# If Video Games Were Real



## Bob Hubbard (May 15, 2011)

[yt]9bKoahtmcHY[/yt]


----------



## Sukerkin (May 15, 2011)

Tres amusant ... oh and I reckon the young lady's 'implants' were most natural looking .


----------



## MA-Caver (May 15, 2011)

I'd like to see a real life... Defender, Space Invaders, Pitfall, and Diablo... heh heh.


----------



## bushidomartialarts (May 15, 2011)

Hilarious.
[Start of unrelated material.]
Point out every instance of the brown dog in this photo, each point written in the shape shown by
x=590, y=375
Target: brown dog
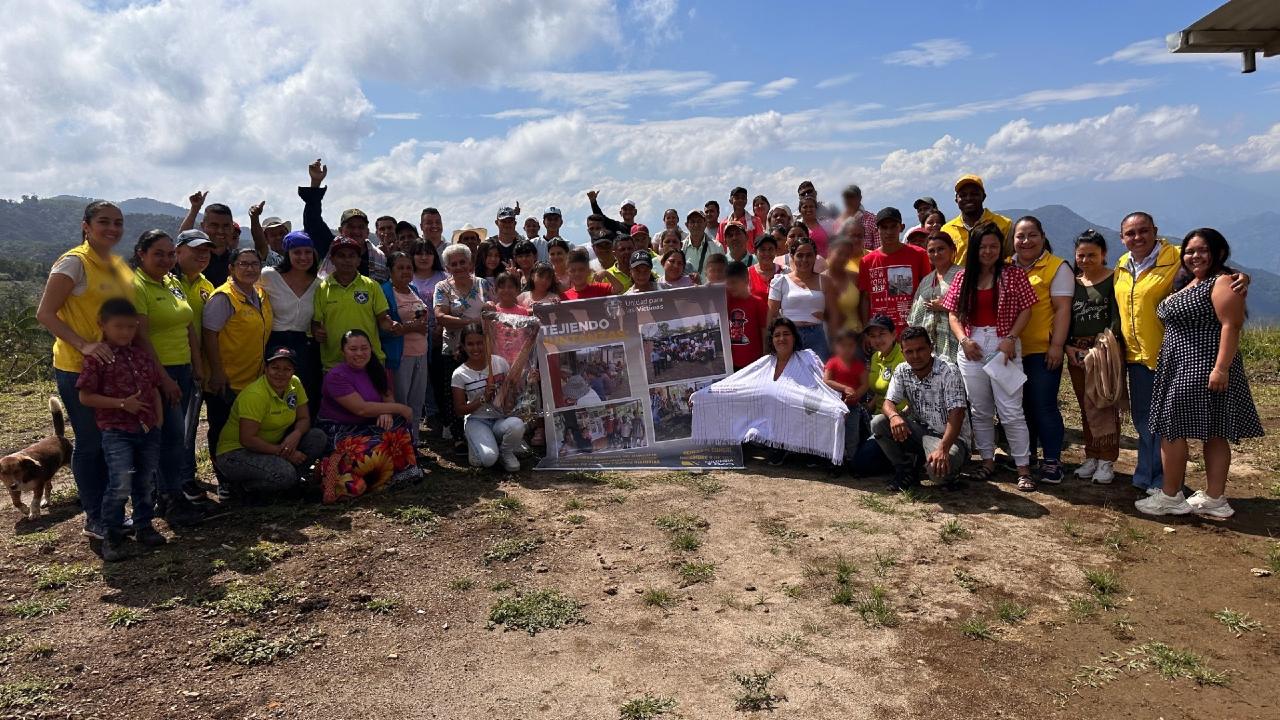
x=32, y=469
Thank you.


----------



## Chris Parker (May 16, 2011)

Very cute.....

And, on a related note:

[yt]fWL6j0SvqV0[/yt]

Best comments are: "The book was better", and (my personal favourite), "omg&#65279; it would be so awesome if they made this into a game!"

Yes, some people have too much time on their hands.....


----------



## Xue Sheng (May 16, 2011)

If video games were real there would be a whole lot of dead and injured video game players


----------



## Chris Parker (May 16, 2011)

And, I just wish to add:



> "Computer games don't affect kids; I mean if Pac-Man affected us as kids, we'd all be running around in darkened rooms, munching magic pills and listening to repetitive electronic music."
> - Kristin Wilson, Nintendo, Inc., 1989.


----------



## Balrog (May 16, 2011)

I don't care who you are, that's funny right there.  And the Tomb Raider girl is hawt!


----------